Cyber Key Terrain Identification Using Adjusted PageRank Centrality
Lukáš Sadlek, Pavel Čeleda
TL;DR
This work addresses identifying cyber key terrain by translating network position into centrality scores using PageRank, but augments the standard approach with per-edge damping factors $d_{uv}$ learned from port-pair interactions. The authors employ hill climbing and random walk to optimize these factors during a one-time learning phase on static graphs, then apply a streaming PageRank computation to IP-flow data, with unseen edges defaulting to $0.85$. Across cyber defense and campus-network datasets, the adjusted centrality method achieves higher $F1$ performance than the traditional PageRank and demonstrates near-real-time processing on large IP-flow streams.
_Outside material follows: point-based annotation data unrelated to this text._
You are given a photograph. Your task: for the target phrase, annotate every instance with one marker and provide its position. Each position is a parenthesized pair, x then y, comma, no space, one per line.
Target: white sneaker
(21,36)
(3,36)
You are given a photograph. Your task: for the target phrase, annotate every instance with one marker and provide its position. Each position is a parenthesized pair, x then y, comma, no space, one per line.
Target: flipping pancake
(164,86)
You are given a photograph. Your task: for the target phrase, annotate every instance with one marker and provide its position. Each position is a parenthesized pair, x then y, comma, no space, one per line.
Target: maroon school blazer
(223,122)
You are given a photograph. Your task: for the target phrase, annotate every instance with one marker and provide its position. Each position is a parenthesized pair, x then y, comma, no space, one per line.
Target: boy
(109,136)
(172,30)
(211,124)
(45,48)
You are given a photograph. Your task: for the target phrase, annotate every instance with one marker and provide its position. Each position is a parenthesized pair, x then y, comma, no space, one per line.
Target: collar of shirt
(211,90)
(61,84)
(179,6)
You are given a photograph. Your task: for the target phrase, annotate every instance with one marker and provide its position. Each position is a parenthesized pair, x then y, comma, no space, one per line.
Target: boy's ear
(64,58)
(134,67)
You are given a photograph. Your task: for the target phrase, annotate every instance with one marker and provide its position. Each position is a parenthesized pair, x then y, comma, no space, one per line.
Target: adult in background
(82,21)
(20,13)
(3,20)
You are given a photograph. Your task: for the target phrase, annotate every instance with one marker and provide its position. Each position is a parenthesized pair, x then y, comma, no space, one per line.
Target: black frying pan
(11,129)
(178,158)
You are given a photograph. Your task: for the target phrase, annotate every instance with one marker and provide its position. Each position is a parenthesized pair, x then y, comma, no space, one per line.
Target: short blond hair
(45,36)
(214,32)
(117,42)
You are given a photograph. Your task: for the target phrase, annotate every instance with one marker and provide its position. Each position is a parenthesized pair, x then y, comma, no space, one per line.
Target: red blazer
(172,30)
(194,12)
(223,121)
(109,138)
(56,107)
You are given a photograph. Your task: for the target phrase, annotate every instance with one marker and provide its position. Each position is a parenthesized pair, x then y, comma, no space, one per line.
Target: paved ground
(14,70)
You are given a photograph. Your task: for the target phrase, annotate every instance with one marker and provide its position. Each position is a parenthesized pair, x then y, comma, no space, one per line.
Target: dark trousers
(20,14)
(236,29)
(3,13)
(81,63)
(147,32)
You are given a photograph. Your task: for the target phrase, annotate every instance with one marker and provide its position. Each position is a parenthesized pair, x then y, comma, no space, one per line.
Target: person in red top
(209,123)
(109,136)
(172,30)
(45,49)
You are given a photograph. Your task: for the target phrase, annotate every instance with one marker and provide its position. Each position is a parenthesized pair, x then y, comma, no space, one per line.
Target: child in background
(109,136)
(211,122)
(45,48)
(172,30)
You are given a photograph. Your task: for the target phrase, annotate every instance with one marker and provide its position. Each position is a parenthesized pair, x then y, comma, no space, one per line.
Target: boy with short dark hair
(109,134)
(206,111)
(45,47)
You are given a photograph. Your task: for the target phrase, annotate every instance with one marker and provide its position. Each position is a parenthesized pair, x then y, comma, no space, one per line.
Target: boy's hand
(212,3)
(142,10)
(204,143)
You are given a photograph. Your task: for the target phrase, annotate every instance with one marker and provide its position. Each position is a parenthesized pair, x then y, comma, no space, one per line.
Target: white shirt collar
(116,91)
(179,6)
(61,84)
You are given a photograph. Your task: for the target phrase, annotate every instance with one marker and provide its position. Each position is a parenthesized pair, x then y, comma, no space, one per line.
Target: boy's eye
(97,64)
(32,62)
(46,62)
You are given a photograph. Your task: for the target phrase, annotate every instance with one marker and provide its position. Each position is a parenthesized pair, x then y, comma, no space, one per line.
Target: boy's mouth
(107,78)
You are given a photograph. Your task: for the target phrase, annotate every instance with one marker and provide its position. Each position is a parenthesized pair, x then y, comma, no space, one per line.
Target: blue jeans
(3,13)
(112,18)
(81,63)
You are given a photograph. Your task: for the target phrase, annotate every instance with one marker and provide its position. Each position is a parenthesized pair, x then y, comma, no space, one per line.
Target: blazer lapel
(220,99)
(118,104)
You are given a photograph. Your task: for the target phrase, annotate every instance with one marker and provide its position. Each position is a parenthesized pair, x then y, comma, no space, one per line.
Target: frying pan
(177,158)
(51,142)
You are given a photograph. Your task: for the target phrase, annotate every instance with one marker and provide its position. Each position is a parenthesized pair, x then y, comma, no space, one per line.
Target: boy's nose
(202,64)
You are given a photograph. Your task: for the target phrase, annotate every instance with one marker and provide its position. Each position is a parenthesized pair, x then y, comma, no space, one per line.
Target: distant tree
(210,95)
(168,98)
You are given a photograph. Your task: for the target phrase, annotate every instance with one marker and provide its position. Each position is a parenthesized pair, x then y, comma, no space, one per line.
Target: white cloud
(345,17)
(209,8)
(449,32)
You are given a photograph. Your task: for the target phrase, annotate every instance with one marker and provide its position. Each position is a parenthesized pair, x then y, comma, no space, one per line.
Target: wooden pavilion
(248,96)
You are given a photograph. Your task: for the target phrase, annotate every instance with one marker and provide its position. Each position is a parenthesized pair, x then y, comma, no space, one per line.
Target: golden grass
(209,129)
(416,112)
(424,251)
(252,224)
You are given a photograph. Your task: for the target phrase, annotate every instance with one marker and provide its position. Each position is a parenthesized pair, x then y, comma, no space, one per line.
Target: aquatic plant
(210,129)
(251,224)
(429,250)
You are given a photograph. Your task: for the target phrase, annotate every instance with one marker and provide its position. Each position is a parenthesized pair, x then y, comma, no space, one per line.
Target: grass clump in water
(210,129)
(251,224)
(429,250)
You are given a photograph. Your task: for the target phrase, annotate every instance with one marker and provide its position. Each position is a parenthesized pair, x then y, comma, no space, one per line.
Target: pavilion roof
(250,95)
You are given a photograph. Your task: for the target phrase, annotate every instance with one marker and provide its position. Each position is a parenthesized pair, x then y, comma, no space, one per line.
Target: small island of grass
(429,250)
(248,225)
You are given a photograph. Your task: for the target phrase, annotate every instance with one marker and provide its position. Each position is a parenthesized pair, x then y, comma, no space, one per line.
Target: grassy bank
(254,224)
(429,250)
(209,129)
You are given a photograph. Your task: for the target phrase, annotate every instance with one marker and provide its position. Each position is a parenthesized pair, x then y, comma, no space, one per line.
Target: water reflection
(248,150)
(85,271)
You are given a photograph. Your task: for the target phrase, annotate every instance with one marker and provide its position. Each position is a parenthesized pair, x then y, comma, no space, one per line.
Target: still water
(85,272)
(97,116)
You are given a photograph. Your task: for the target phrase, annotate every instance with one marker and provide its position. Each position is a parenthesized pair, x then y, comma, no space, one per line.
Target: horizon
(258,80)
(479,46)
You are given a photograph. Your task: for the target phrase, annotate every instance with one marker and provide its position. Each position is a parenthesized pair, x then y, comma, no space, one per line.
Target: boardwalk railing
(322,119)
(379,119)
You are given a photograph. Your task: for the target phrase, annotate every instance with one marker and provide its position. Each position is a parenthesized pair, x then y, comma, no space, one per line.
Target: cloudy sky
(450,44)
The approach provides a scalable, flow-aware mechanism to prioritize cyber assets for defense, while acknowledging temporal fluctuations, data-labeling challenges, and memory considerations as future work.
Abstract
The cyber terrain contains devices, network services, cyber personas, and other network entities involved in network operations. Designing a method that automatically identifies key network entities to network operations is challenging. However, such a method is essential for determining which cyber assets should the cyber defense focus on. In this paper, we propose an approach for the classification of IP addresses belonging to cyber key terrain according to their network position using the PageRank centrality computation adjusted by machine learning. We used hill climbing and random walk algorithms to distinguish PageRank's damping factors based on source and destination ports captured in IP flows. The one-time learning phase on a static data sample allows near-real-time stream-based classification of key hosts from IP flow data in operational conditions without maintaining a complete network graph. We evaluated the approach on a dataset from a cyber defense exercise and on data from the campus network. The results show that cyber key terrain identification using the adjusted computation of centrality is more precise than its original version.